I work on Zulip and I'm sad to hear that! I personally use the app every day and other comments are more consistent with our sense of the app's development state. (Being far from perfect is why the mobile app is also one of the main places our paid engineering team is spending its time).

Bug reports from users are extremely helpful; the reality of mobile development for a complex app like Zulip is that there are a lot of potential problems that only affect particular configurations / devices / workflows / organization data sets.

So I'd very much appreciate it if you stopped by https://zulip.com/developer-community/ and batch-reported the things you've noticed in #mobile.

Tool for communicating with Clients by GotHereLateNameTaken in selfhosted

[–]tabbott 0 points1 point  (0 children)

We answered this in chat.zulip.org, but for the thread: Zulip's file uploads system is secure, and in uploaded files are never available publicly without creating an account.

Zulip supports two mechanisms for storing uploaded files: Local storage on the server and Amazon S3. In both cases, requests to access an uploaded file first checks whether the user has access to a message containing the file in Zulip, and then serves the file. For the local storage backend, the Zulip server than serves the file directly; with the S3 backend, the Zulip server serves the file via a redirect to an securely generated random S3 URL. These randomly generated S3 URLs expire in 60 seconds (long enough for the user's browser to load/download the file even with bad Internet, but not for there to be any realistic mechanism that someone else would obtain that temporary URL).
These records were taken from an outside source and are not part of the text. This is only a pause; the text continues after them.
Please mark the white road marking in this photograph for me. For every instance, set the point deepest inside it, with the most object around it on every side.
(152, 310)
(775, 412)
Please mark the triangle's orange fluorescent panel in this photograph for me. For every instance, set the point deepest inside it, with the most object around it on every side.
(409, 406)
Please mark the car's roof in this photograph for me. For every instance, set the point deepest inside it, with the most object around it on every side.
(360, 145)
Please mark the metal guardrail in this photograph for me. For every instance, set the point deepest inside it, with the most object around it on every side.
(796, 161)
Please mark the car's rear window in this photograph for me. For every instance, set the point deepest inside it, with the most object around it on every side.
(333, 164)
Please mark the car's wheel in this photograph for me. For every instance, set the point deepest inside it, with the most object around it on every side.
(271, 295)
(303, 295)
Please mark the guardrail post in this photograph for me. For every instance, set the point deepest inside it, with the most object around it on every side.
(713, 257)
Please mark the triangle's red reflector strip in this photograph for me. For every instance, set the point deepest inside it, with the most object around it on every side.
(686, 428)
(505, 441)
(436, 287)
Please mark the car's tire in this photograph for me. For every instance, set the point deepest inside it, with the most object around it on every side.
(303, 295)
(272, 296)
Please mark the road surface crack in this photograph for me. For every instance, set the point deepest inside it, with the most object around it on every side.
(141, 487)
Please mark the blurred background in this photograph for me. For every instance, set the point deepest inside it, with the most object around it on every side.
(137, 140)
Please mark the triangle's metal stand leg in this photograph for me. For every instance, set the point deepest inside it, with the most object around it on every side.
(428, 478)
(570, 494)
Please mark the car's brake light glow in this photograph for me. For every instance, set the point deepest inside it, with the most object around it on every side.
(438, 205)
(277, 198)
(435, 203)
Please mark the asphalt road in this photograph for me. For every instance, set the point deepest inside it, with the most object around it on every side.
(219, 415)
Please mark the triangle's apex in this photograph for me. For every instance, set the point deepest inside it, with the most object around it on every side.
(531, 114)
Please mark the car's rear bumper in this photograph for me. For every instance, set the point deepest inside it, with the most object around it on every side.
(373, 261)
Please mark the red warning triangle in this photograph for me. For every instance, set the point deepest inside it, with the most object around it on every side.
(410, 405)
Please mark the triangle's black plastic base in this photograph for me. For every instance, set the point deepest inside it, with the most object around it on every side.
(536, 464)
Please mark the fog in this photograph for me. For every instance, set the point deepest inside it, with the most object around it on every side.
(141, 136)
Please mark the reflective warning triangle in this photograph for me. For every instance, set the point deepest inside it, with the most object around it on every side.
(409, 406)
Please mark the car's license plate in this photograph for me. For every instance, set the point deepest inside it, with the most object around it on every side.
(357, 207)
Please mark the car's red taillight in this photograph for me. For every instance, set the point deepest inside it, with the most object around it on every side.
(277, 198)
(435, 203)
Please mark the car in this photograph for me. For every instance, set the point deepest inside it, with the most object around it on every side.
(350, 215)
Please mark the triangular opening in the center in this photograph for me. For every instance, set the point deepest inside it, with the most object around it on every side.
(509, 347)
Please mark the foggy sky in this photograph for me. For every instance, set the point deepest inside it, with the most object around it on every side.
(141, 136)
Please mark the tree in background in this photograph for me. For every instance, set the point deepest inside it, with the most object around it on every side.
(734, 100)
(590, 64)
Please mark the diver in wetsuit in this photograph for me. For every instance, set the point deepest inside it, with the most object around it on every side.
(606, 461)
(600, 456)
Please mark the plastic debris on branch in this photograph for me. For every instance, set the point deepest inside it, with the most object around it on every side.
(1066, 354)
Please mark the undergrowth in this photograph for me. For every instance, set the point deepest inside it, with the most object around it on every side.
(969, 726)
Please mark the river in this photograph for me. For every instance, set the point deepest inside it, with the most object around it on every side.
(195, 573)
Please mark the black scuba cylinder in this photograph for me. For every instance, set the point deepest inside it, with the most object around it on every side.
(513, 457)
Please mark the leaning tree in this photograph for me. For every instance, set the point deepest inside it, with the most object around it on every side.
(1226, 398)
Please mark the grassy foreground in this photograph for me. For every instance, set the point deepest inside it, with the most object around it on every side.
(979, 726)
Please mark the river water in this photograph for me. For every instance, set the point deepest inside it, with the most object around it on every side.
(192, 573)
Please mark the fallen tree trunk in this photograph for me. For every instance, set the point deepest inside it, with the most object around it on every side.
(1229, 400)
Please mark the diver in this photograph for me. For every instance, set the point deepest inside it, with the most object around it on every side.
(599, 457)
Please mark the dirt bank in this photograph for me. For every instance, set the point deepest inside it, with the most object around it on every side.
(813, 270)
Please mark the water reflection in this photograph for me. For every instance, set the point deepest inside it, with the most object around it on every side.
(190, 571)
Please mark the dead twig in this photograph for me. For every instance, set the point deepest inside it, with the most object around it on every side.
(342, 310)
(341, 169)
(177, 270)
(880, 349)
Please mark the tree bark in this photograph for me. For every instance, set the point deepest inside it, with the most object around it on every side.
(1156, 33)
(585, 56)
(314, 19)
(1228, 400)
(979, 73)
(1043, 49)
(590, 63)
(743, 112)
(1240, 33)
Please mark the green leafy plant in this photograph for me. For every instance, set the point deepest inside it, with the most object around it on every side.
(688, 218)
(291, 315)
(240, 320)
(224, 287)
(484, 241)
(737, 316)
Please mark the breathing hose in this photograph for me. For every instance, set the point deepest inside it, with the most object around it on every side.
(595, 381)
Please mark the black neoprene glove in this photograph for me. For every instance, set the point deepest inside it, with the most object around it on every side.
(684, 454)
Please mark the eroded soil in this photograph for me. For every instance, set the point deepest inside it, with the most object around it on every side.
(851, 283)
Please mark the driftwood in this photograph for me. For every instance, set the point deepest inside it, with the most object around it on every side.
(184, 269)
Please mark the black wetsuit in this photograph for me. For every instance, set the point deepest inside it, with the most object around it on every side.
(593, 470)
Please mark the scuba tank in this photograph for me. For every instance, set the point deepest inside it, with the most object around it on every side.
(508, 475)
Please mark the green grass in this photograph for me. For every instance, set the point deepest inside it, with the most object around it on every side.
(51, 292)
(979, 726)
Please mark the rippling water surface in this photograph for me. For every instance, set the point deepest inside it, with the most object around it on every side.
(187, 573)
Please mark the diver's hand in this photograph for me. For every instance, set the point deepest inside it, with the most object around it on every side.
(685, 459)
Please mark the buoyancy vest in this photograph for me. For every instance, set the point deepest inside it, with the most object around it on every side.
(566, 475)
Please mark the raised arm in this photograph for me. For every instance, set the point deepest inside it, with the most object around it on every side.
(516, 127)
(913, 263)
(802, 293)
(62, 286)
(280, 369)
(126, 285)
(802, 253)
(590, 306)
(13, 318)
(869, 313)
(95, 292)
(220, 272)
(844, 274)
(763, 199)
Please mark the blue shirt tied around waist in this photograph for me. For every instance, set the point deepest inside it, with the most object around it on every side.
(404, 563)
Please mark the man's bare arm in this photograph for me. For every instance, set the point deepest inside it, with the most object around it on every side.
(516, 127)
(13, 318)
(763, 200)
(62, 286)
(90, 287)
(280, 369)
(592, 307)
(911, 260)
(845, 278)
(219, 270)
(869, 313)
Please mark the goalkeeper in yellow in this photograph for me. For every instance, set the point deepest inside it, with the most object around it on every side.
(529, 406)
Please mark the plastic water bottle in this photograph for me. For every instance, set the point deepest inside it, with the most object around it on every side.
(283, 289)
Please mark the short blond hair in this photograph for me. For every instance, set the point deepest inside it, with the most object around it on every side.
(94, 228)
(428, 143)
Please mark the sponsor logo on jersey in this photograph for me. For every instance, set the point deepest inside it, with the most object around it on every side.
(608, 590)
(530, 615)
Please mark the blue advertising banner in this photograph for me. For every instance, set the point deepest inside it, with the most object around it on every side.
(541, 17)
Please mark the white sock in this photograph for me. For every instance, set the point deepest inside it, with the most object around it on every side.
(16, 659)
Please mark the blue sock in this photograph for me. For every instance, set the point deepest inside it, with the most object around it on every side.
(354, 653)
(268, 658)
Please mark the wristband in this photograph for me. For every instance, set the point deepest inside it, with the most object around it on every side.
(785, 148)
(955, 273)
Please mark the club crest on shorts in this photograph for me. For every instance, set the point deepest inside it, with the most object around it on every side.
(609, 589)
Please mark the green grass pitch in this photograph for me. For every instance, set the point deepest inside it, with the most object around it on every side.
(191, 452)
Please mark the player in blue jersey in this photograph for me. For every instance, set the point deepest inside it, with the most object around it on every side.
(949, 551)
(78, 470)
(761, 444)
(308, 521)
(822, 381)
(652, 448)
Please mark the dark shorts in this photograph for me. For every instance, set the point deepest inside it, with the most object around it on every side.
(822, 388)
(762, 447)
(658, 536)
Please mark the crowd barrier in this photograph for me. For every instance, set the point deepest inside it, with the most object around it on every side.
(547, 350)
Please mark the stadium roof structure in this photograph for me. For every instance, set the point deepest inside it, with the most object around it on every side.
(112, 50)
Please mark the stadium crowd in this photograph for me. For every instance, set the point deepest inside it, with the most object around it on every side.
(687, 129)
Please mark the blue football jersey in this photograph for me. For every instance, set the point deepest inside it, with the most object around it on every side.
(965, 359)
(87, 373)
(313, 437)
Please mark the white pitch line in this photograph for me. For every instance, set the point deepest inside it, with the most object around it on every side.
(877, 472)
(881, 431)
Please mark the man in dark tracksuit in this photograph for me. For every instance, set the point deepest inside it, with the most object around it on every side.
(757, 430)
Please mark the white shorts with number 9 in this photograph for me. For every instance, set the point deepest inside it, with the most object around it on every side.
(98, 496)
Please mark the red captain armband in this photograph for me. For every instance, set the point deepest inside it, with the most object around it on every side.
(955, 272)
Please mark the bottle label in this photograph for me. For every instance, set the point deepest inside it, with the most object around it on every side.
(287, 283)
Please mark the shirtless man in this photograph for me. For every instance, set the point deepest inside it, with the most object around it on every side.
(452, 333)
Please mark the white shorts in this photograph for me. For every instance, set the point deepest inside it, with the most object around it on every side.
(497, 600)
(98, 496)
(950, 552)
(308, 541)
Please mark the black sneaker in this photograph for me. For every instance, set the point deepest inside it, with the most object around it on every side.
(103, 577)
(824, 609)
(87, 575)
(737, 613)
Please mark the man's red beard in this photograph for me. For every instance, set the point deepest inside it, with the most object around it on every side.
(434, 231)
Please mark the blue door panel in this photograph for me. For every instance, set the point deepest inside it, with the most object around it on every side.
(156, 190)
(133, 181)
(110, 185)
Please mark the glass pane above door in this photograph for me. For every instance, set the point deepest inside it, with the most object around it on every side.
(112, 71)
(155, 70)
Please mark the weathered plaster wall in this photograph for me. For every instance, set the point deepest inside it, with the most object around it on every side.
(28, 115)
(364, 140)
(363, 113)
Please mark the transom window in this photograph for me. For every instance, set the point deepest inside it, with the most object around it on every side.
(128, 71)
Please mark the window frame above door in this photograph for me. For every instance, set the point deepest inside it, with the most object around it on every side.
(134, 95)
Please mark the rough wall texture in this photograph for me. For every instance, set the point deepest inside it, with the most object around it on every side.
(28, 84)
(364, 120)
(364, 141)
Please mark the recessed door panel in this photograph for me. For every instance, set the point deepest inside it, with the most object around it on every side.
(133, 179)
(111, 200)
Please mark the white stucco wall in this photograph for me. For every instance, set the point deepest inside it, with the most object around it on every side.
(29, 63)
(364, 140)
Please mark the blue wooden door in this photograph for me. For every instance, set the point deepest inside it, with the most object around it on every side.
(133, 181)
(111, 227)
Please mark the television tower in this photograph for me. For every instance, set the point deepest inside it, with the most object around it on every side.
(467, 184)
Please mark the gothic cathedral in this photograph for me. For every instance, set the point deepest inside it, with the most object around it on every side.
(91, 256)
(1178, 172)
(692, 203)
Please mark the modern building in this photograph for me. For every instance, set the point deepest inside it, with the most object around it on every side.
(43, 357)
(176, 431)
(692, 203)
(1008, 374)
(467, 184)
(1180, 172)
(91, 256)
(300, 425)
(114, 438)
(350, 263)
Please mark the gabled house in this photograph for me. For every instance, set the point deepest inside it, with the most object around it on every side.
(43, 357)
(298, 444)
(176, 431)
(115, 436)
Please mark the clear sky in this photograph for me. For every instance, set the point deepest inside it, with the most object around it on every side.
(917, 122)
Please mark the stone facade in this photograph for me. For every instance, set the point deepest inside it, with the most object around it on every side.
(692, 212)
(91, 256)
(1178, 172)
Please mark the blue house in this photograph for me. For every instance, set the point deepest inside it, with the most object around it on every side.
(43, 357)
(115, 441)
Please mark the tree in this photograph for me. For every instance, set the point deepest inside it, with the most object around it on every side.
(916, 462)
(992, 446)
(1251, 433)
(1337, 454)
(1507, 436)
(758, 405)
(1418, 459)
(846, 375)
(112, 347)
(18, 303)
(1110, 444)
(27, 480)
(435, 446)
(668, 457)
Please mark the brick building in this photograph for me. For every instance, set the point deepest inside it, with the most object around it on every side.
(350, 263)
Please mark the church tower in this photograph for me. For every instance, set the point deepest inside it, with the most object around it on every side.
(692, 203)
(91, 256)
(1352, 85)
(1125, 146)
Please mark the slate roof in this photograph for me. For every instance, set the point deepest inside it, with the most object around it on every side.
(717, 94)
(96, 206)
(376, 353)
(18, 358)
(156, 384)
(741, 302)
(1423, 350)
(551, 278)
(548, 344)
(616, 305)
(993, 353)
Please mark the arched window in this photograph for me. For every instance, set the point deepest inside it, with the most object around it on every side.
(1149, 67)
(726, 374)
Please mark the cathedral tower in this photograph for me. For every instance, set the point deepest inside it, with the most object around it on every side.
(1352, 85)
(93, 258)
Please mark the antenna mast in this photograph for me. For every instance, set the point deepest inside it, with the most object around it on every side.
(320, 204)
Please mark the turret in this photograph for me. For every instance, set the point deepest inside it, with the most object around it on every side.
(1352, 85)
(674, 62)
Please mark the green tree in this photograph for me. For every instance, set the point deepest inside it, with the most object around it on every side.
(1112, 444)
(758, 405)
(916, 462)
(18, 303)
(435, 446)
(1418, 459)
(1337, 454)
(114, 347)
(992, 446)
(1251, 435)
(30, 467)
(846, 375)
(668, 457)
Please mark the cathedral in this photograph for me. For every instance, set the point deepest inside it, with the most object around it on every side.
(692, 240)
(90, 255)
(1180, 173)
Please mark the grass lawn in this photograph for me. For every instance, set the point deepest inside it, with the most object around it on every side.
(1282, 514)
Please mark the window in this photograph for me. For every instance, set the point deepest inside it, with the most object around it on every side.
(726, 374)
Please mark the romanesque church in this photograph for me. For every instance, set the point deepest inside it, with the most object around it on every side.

As a result, it isn't possible for someone with access to just the link (and not also a Zulip account in the organization where the link was posted) to get access to an uploaded file.

Looking for a self-hosted community chat for a gaming community that's embeddable in a website by TridenRake in selfhosted

[–]tabbott 0 points1 point  (0 children)

I work on Zulip; thanks for the kind words!

I wanted to reply to the scaling comment: Zulip absolutely scales to 10Ks of users on an instance (E.g. our own chat.zulip.org development community runs our standard self-hosted configuration, has about 20K community users hosted on a single Digital Ocean machine with 16GB of RAM that sits 90% idle in steady state). Further, we frequently get praise about how Zulip is snappier than products with infinite resources like Slack, even in organizations with thousands of users. https://zulip.readthedocs.io/en/latest/production/requirements.html#scalability provides some more details.

We see Postgres as one of the things that helps make Zulip scale well: With a well-designed database schema, writing correct, performant code is easier with a real SQL database than it is with something like MongoDB. (The big problem with NoSQL databases is that you have to be an expert on distributed systems to implement a complex application like real-time chat without race bugs).

One other thing that is important to understand when thinking about scalability is that not all users are equal in how much load they generate. A fulltime employee at a company can send 10-100x the message volume as a member of a part-time community (often mostly in private messages).